LAHORE: The tobacco industry has called on the government to introduce a third tax tier and lower Federal Excise Duty (FED) in the upcoming budget, raising alarms among economists and public health experts about the potential impact on tax compliance and health policy.
As budget consultations continue, the industry has proposed a reduced FED of PKR 3,800 per 1,000 cigarette sticks—down from the current PKR 5,050—and the creation of a new tier with a lower rate of PKR 2,525 per 1,000 sticks. The demands have surfaced amid criticism of the sector’s tax practices.
During a roundtable discussion hosted by the Sustainable Development Policy Institute (SDPI), Asif Iqbal of the Social Policy and Development Centre (SPDC) alleged that leading tobacco firms have manipulated production data to influence taxation policy. Iqbal noted that although cigarette production increased by 19.2% during 2023–24, revenue from FED saw a decline of 2.4%, while GST collection dropped 26.1%, pointing to a worrying mismatch between declared production and tax receipts.

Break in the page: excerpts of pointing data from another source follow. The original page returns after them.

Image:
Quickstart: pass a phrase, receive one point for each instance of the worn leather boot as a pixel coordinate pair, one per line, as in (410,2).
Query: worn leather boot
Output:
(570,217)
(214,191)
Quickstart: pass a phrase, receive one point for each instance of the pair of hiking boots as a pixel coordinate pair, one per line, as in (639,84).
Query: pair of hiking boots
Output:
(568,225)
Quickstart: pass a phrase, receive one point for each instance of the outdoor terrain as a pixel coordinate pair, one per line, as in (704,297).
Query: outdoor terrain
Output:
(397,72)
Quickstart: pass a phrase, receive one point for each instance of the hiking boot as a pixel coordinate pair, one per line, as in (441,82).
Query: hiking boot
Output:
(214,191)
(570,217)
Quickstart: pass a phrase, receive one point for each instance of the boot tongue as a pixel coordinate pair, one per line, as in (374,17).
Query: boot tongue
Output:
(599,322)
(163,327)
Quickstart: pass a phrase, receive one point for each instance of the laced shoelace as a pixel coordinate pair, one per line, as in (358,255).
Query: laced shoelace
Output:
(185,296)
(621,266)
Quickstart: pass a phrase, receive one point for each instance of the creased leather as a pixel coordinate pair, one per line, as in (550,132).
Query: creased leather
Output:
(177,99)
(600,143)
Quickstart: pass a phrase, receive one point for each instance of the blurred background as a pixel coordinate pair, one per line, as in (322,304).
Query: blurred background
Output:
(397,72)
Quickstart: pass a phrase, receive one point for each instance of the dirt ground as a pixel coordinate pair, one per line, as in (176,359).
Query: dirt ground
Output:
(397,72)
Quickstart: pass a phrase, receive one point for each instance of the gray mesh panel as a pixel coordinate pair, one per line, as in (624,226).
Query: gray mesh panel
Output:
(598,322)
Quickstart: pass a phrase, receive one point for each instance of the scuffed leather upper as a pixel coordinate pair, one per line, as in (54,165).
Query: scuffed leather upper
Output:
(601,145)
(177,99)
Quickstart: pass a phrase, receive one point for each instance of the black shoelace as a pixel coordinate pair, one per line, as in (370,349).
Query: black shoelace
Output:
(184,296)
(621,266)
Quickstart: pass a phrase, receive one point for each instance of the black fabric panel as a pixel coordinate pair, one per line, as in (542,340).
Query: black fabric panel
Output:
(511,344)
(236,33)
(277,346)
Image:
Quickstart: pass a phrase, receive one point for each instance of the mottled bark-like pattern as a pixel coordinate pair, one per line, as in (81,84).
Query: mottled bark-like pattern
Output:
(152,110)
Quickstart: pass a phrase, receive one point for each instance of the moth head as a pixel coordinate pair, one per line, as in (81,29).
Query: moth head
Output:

He further stated that while nine tobacco companies are enrolled in the government’s track and trace system, only three—accounting for 60% of the market—have implemented it using automated processes. This loophole, he said, allows underreporting and weakens tax monitoring efforts.
Experts have warned that acquiescing to these proposals could let the tobacco sector gain additional revenues of PKR 10–20 billion, at the cost of a significantly higher health burden for the country, potentially ten times greater than the revenue benefit.